The only potential downside to China’s increased economic power it also funds the People’s Liberation Army. This raises the odds that they could be successfully aggressive. This threat is real. It is wise for the United States to remain in East and Southeast Asia to defend the region militarily.
But to maintain peace in the region, it might well be shrewd to encourage the transformation China’s seen since the death of Mao Zedong. China’s shift toward market freedom has led to massive economic growth. If China continues to discover the benefits of capitalism and continues to prosper as a result, history suggests that economic opening will result in political opening, too. Capitalist countries are much less likely to go to war with each other than socialist countries.
The best way to make this happen is to trade more with China without reducing our military defenses, and to accept all economic opportunities cordially. This will benefit both countries and make China less hostile to the West.

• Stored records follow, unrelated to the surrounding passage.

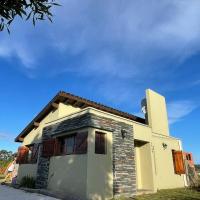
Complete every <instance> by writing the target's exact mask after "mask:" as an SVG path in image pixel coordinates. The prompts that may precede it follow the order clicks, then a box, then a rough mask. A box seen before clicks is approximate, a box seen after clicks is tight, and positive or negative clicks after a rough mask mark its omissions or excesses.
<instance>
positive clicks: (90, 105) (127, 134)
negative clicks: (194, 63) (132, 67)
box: [15, 90, 186, 199]
mask: <svg viewBox="0 0 200 200" xmlns="http://www.w3.org/2000/svg"><path fill="white" fill-rule="evenodd" d="M143 106H144V108H143V110H146V115H145V116H146V117H145V119H143V118H140V117H136V116H134V115H132V114H128V113H125V112H121V111H119V110H116V109H113V108H110V107H107V106H104V105H101V104H98V103H95V102H92V101H89V100H86V99H83V98H81V97H77V96H74V95H71V94H69V93H65V92H59V93H58V94H57V95H56V96H55V97H54V98H53V99H52V100H51V101H50V102H49V103H48V104H47V106H46V107H45V108H44V109H43V110H42V111H41V112H40V113H39V114H38V115H37V116H36V117H35V118H34V119H33V121H32V122H31V123H29V124H28V125H27V127H26V128H25V129H24V130H23V131H22V132H21V133H20V134H19V135H18V136H17V138H16V140H15V141H16V142H22V146H21V147H20V148H19V153H18V154H19V155H18V162H19V163H20V167H19V173H18V181H20V180H21V179H22V177H23V176H26V175H29V176H32V177H34V178H35V179H36V186H37V187H38V188H47V189H49V190H52V191H53V192H60V193H62V194H65V195H66V196H73V197H74V198H80V199H109V198H113V197H117V196H120V195H122V196H134V195H136V194H137V192H138V193H140V192H156V191H157V190H158V189H168V188H179V187H184V186H185V185H186V178H185V175H184V173H185V169H184V163H183V154H182V145H181V141H180V140H179V139H176V138H174V137H172V136H170V134H169V127H168V117H167V110H166V103H165V98H164V97H163V96H161V95H159V94H157V93H156V92H154V91H152V90H146V98H145V100H144V101H143Z"/></svg>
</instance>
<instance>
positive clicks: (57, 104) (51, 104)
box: [51, 103, 59, 109]
mask: <svg viewBox="0 0 200 200" xmlns="http://www.w3.org/2000/svg"><path fill="white" fill-rule="evenodd" d="M51 105H52V107H53V108H56V109H58V106H59V104H58V103H52V104H51Z"/></svg>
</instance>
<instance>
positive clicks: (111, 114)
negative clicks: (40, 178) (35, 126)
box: [20, 90, 184, 199]
mask: <svg viewBox="0 0 200 200" xmlns="http://www.w3.org/2000/svg"><path fill="white" fill-rule="evenodd" d="M146 98H147V107H148V118H149V126H148V125H144V124H140V123H138V122H134V121H131V120H128V119H125V118H122V117H119V116H116V115H113V114H110V113H106V112H103V111H99V110H97V109H94V108H87V109H83V110H81V109H80V108H74V107H72V106H70V105H67V104H63V103H60V104H59V108H58V109H57V110H55V111H54V112H51V113H49V115H48V116H47V117H46V118H45V119H43V120H42V122H41V123H40V126H39V127H38V128H37V129H34V130H32V131H31V132H30V134H28V135H27V136H26V137H25V138H24V142H23V145H27V144H31V143H33V142H40V140H41V134H42V129H43V127H44V126H47V125H49V124H53V123H56V122H58V121H62V120H64V119H67V117H68V116H69V117H70V116H71V117H75V116H76V115H80V114H83V113H86V112H89V113H93V114H96V115H99V116H102V117H107V118H111V119H114V120H117V121H121V122H125V123H127V124H130V125H132V126H133V131H134V138H135V139H136V140H140V141H143V142H148V145H146V146H144V147H142V148H137V147H136V149H135V152H136V162H137V166H136V167H137V184H138V188H140V189H151V188H152V190H155V188H156V189H157V188H158V189H166V188H176V187H183V186H184V180H183V178H182V176H179V175H176V174H174V171H173V170H174V169H173V159H172V154H171V149H176V150H178V149H179V145H178V140H177V139H173V138H171V137H170V136H169V129H168V120H167V111H166V105H165V99H164V97H162V96H161V95H159V94H157V93H155V92H153V91H151V90H147V91H146ZM94 133H95V129H92V128H91V129H89V141H90V142H89V143H88V154H87V155H71V156H64V157H59V156H57V157H52V158H51V164H50V173H49V188H50V189H52V190H58V189H61V190H66V188H65V187H66V185H68V186H69V185H70V186H69V187H68V192H69V193H73V190H74V188H78V189H77V190H79V191H80V193H78V195H79V196H82V197H89V198H91V199H104V198H110V197H112V195H113V194H112V191H113V189H112V187H113V185H112V183H113V182H112V180H113V174H112V134H111V133H109V132H108V134H107V135H108V141H109V142H108V144H107V145H108V147H107V148H108V150H109V151H108V154H107V155H95V154H94ZM162 135H163V136H162ZM163 142H164V143H167V144H168V148H167V149H166V150H163V148H162V143H163ZM72 161H73V162H72ZM71 162H72V163H71ZM138 163H139V164H138ZM80 166H81V168H80ZM20 168H21V166H20ZM33 168H34V167H33ZM58 169H60V170H58ZM72 169H73V170H72ZM20 170H21V171H23V170H24V172H23V173H25V172H26V171H33V169H32V167H30V170H28V166H27V168H26V167H25V166H24V167H23V168H21V169H20ZM66 170H67V172H68V173H64V175H63V171H64V172H65V171H66ZM97 171H98V173H97ZM54 172H55V173H56V175H55V174H53V173H54ZM147 172H148V173H147ZM21 174H22V172H21ZM52 174H53V175H52ZM79 176H80V178H78V177H79ZM72 177H77V178H75V179H72ZM86 177H87V178H86ZM61 182H62V183H64V184H62V186H60V184H61ZM82 184H83V185H82Z"/></svg>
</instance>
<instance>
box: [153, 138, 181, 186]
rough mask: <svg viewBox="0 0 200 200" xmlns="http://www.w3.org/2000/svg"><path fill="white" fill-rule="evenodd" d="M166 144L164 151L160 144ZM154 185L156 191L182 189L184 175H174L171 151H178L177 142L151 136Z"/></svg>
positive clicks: (178, 146)
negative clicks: (153, 174) (165, 189)
mask: <svg viewBox="0 0 200 200" xmlns="http://www.w3.org/2000/svg"><path fill="white" fill-rule="evenodd" d="M163 143H166V144H167V148H166V149H164V148H163V146H162V144H163ZM153 145H154V156H155V174H156V185H157V188H158V189H169V188H180V187H184V175H177V174H175V173H174V164H173V157H172V150H173V149H174V150H180V146H179V141H178V140H175V139H171V138H168V137H163V136H159V135H157V136H155V135H154V136H153Z"/></svg>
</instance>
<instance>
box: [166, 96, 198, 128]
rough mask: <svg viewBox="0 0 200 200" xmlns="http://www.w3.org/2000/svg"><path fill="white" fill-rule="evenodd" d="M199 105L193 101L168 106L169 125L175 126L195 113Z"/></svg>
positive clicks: (172, 104) (167, 105)
mask: <svg viewBox="0 0 200 200" xmlns="http://www.w3.org/2000/svg"><path fill="white" fill-rule="evenodd" d="M198 106H199V105H197V104H196V103H195V102H193V101H188V100H183V101H174V102H171V103H169V104H168V105H167V107H168V117H169V123H170V124H174V123H176V122H178V121H181V120H182V119H183V118H184V117H186V116H187V115H189V114H190V113H191V112H192V111H194V110H195V109H196V108H197V107H198Z"/></svg>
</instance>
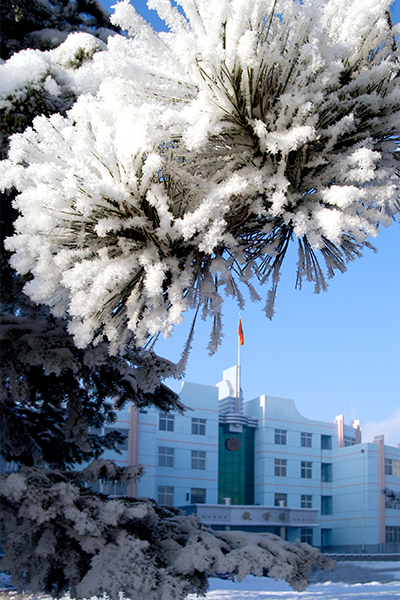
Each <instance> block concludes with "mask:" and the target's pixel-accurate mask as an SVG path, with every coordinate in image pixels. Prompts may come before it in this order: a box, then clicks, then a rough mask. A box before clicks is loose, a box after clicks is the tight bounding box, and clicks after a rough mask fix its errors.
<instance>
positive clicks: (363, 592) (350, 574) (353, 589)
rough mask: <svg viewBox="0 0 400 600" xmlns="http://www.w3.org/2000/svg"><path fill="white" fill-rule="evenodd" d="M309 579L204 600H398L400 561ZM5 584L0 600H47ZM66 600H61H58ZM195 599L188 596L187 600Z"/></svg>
mask: <svg viewBox="0 0 400 600" xmlns="http://www.w3.org/2000/svg"><path fill="white" fill-rule="evenodd" d="M312 579H313V583H311V585H310V586H309V587H308V588H307V590H305V591H304V592H294V591H293V590H292V589H291V587H290V586H289V585H288V584H287V583H286V582H285V581H274V580H272V579H268V578H266V577H252V576H247V577H245V579H244V580H243V581H242V582H241V583H235V582H233V581H230V580H224V579H211V580H210V591H209V592H208V594H207V596H206V600H400V561H393V562H381V561H376V562H372V561H365V562H357V561H345V562H344V561H343V562H338V563H337V566H336V568H335V569H334V570H333V571H331V572H329V573H328V572H324V571H319V572H317V573H315V574H314V575H313V577H312ZM7 583H8V579H7V578H6V577H4V576H3V577H2V576H1V574H0V600H36V599H38V600H39V598H40V600H50V597H49V596H45V595H40V596H35V595H33V594H29V593H27V594H23V595H19V594H17V592H15V591H13V590H11V589H7V590H6V589H5V587H6V586H7ZM1 588H3V589H1ZM68 598H69V597H68V596H63V598H62V599H61V600H68ZM195 598H197V596H195V595H192V596H189V599H190V600H194V599H195ZM91 600H96V599H95V598H92V599H91ZM101 600H107V599H106V598H105V597H103V598H102V599H101ZM121 600H122V597H121ZM126 600H128V599H126ZM132 600H142V599H141V598H135V599H132Z"/></svg>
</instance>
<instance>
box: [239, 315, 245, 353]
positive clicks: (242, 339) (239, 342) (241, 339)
mask: <svg viewBox="0 0 400 600" xmlns="http://www.w3.org/2000/svg"><path fill="white" fill-rule="evenodd" d="M238 336H239V348H240V346H243V344H244V335H243V328H242V319H241V318H240V317H239V329H238Z"/></svg>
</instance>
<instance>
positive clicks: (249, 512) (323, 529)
mask: <svg viewBox="0 0 400 600" xmlns="http://www.w3.org/2000/svg"><path fill="white" fill-rule="evenodd" d="M237 381H238V377H237V367H232V368H231V369H228V370H226V371H224V374H223V380H222V382H220V383H218V384H217V385H216V386H207V385H202V384H195V383H186V382H185V383H184V384H183V386H182V390H181V392H180V399H181V401H182V402H183V404H184V405H185V406H187V407H188V410H187V411H186V412H185V413H184V414H183V415H181V414H179V413H174V414H166V413H161V412H160V411H157V410H155V409H148V410H143V411H138V410H137V409H135V408H133V407H132V408H130V409H129V410H128V411H121V412H119V413H118V421H117V423H116V425H115V426H116V427H117V428H118V429H121V430H122V431H124V432H125V433H127V434H128V438H127V443H126V445H125V447H124V449H123V453H122V455H118V454H115V453H107V454H105V457H108V458H113V459H115V460H116V461H117V462H118V463H119V464H121V465H123V464H126V465H127V464H137V463H141V464H142V465H143V466H144V468H145V475H144V476H143V477H142V478H141V480H140V481H139V482H137V483H136V484H131V485H130V486H129V488H128V489H127V490H126V489H125V490H123V489H122V488H119V489H116V488H114V491H113V490H111V488H110V489H105V488H103V489H104V491H107V492H108V493H116V494H121V493H122V494H123V493H128V494H129V495H132V496H139V497H140V496H146V497H150V498H155V499H156V500H157V501H158V502H159V503H161V504H169V505H175V506H179V507H181V508H183V509H184V510H186V511H187V512H196V513H197V514H198V516H199V518H200V519H201V520H202V521H203V522H205V523H207V524H209V525H211V526H212V527H215V528H219V529H220V528H230V529H245V530H249V531H271V532H273V533H277V534H278V535H282V536H284V537H285V538H286V539H288V540H289V541H295V540H296V539H300V540H301V541H307V542H309V543H311V544H313V545H315V546H319V547H321V548H322V549H323V550H324V551H327V552H368V553H376V552H399V551H400V509H399V508H400V507H397V508H396V507H394V506H390V505H388V504H387V502H386V503H385V498H384V496H383V494H382V493H381V491H380V490H382V489H383V488H384V487H385V486H386V487H388V488H390V489H394V490H396V491H400V445H399V447H398V448H394V447H391V446H387V445H385V443H384V438H383V436H379V437H377V438H375V440H374V442H373V443H362V439H361V428H360V423H359V421H353V422H352V423H351V425H345V424H344V418H343V415H339V416H337V417H336V418H335V420H334V421H333V422H332V423H326V422H322V421H315V420H310V419H306V418H305V417H303V416H302V415H301V414H300V413H299V412H298V411H297V409H296V406H295V403H294V401H293V400H287V399H283V398H275V397H270V396H265V395H262V396H260V397H258V398H254V399H253V400H250V401H248V402H243V400H242V397H241V394H240V393H238V389H237V387H238V386H237Z"/></svg>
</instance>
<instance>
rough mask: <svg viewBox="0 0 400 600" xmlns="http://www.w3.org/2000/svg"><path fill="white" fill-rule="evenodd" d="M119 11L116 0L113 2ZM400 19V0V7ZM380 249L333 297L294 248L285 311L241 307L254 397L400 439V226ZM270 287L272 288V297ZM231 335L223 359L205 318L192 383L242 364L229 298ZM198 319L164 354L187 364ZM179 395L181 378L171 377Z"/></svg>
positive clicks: (168, 341)
mask: <svg viewBox="0 0 400 600" xmlns="http://www.w3.org/2000/svg"><path fill="white" fill-rule="evenodd" d="M216 1H217V0H216ZM131 2H132V3H133V4H134V6H135V8H136V9H137V11H138V12H139V13H140V14H142V16H144V17H145V18H146V19H147V20H148V21H149V22H150V23H151V24H152V25H153V27H154V28H155V29H156V30H157V29H158V30H159V29H160V28H161V26H162V21H160V20H159V19H158V17H157V15H155V13H154V11H149V10H148V9H147V7H146V3H145V1H143V0H136V1H135V0H131ZM101 3H102V5H103V6H104V7H105V8H106V9H107V10H109V11H110V12H112V9H111V8H110V7H111V6H112V5H113V4H114V3H115V2H114V1H106V0H103V1H102V2H101ZM392 15H393V17H394V20H395V21H396V22H398V21H400V0H396V1H395V2H394V4H393V6H392ZM371 241H372V243H373V244H374V246H375V247H376V248H377V250H378V252H377V253H374V252H372V251H371V250H368V249H366V250H365V251H364V256H363V258H361V259H358V260H356V261H355V262H352V263H350V264H349V265H348V270H347V272H346V273H344V274H337V275H336V276H335V277H334V278H333V279H332V280H330V282H329V288H328V291H327V292H326V293H321V294H318V295H316V294H314V293H313V286H312V285H311V284H304V286H303V289H302V290H296V289H294V287H295V281H296V266H295V265H296V261H297V250H296V245H295V244H293V245H292V246H293V247H292V251H291V254H290V256H289V257H288V258H287V260H286V264H285V265H284V268H283V272H282V279H281V282H280V285H279V288H278V296H277V302H276V313H275V316H274V318H273V320H272V321H269V320H268V319H267V318H266V317H265V315H264V313H263V311H262V307H263V302H261V303H260V304H252V303H251V302H250V301H248V302H247V303H246V306H245V309H244V310H242V311H241V315H242V322H243V329H244V336H245V344H244V346H243V347H242V352H241V364H242V388H243V393H244V398H245V400H246V399H247V400H250V399H251V398H254V397H256V396H259V395H260V394H267V395H272V396H279V397H283V398H292V399H293V400H295V402H296V405H297V408H298V410H299V411H300V413H301V414H303V415H304V416H305V417H306V418H309V419H316V420H321V421H329V422H332V421H333V420H334V419H335V416H336V415H339V414H344V415H345V423H347V424H350V421H351V420H352V419H353V418H356V419H360V420H361V426H362V428H363V430H364V440H365V441H369V440H372V438H373V435H377V434H380V433H384V434H385V436H386V440H387V443H390V444H392V445H397V443H400V232H399V226H398V223H397V224H394V225H392V226H391V227H389V228H388V229H386V230H385V229H383V231H381V233H380V235H379V236H378V237H377V238H376V239H375V240H371ZM267 290H268V287H267V286H265V290H264V292H263V294H264V297H265V296H266V293H267ZM223 313H224V335H225V337H224V340H223V344H222V346H221V348H220V350H219V351H218V353H217V354H216V355H214V356H213V357H209V356H208V353H207V349H206V348H207V343H208V336H209V332H210V328H211V323H209V322H201V321H200V322H199V323H198V325H197V328H196V335H195V340H194V344H193V349H192V352H191V355H190V358H189V363H188V366H187V369H186V376H185V379H186V380H187V381H193V382H197V383H205V384H209V385H214V384H215V383H217V382H218V381H220V380H221V378H222V371H223V370H224V369H227V368H228V367H230V366H232V365H234V364H236V362H237V325H238V308H237V306H236V304H235V303H233V302H232V301H228V300H227V301H226V303H225V306H224V309H223ZM190 322H191V318H190V316H187V318H186V319H185V323H184V324H183V325H180V326H178V327H176V329H175V332H174V335H173V337H172V338H169V339H168V340H166V341H164V340H161V342H159V344H158V346H157V351H158V353H159V354H161V355H163V356H167V357H168V358H170V359H171V360H174V361H177V360H178V359H179V356H180V351H181V348H182V346H183V343H184V341H185V339H186V335H187V332H188V328H189V326H190ZM167 383H168V385H170V386H171V387H172V388H173V389H175V390H177V391H179V389H180V383H178V382H171V381H168V382H167Z"/></svg>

More Chinese prosperity means more Chinese liberty and freer Chinese markets. Free people and free markets mean a less hostile China, making Western fears of a Red Blitz across Asia less acute.
One such fear is that in 2047, Hong Kong’s “One Country, Two Systems” agreement with the mainland will expire, allowing the CCP to foist a communist system upon Hong Kong. But by that point, if the West is wise and economically open to China, we may well see Hong Kong conquer the mainland for capitalism instead.